Nutritional Risk versus Risk of Sarcopenia Associated to Postoperative Complications and Mortality in Cancer Patients Undergoing Major Surgery
DOI:
https://doi.org/10.32635/2176-9745.RBC.2021v67n1.1201Keywords:
Surgical Oncology, Nutritional Status, Sarcopenia, Postoperative Complications, MortalityAbstract
Introduction: Surgical patients who are at either nutritional or sarcopenia risk may have worst outcomes in the postoperative period. Objective: To investigate whether nutritional or sarcopenia risk is associated with mortality and postoperative complications in cancer patients undergoing major operations.
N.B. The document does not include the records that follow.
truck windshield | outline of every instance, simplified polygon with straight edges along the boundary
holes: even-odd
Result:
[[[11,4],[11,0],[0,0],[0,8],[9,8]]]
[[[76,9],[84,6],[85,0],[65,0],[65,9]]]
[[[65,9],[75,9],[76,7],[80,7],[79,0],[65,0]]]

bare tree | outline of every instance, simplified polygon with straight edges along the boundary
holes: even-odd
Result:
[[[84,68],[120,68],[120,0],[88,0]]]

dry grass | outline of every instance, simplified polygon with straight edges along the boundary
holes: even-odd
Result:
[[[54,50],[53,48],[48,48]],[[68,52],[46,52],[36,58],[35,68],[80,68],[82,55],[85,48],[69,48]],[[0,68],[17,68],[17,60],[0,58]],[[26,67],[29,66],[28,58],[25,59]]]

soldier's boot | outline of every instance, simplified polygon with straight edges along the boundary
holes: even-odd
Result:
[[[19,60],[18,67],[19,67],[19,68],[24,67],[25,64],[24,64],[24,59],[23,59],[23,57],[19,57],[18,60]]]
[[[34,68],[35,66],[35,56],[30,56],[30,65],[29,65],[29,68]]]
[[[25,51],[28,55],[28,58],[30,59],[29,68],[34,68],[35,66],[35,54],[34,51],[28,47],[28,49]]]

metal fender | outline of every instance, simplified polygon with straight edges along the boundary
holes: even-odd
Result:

Method: Prospective cohort bicentrical study enrolling 220 adult oncological patients submitted to major surgeries at Cancer Hospital and Santa Casa de Misericordia in Cuiaba-MT. Patients were classified with or without nutritional risk per the Nutritional Risk Screening 2002 and sarcopenia risk according to the Strength, Assistance with walking, Rise from a chair, Climb stairs - and Falls questionnaire preoperatively. The outcomes variables were postoperative infectious complications and death. Results: Patients with nutritional risk showed higher risk of infectious complications (24.6 vs. 5.1%; RR=4.8 CI95% 1.94-12; p<0.001) or die (11.5 vs. 1.0%; RR=11.2 CI95% 1.5-84.0; p=0.002) in post-operation when compared to patients without nutritional risk. There was no association between sarcopenia risk with infectious complications or mortality during post-operation (p>0.05). Conclusion: Oncological patients with nutritional risk have higher risk of developing postoperative infectious complications or die when compared with patients without nutritional risk or in risk of sarcopenia.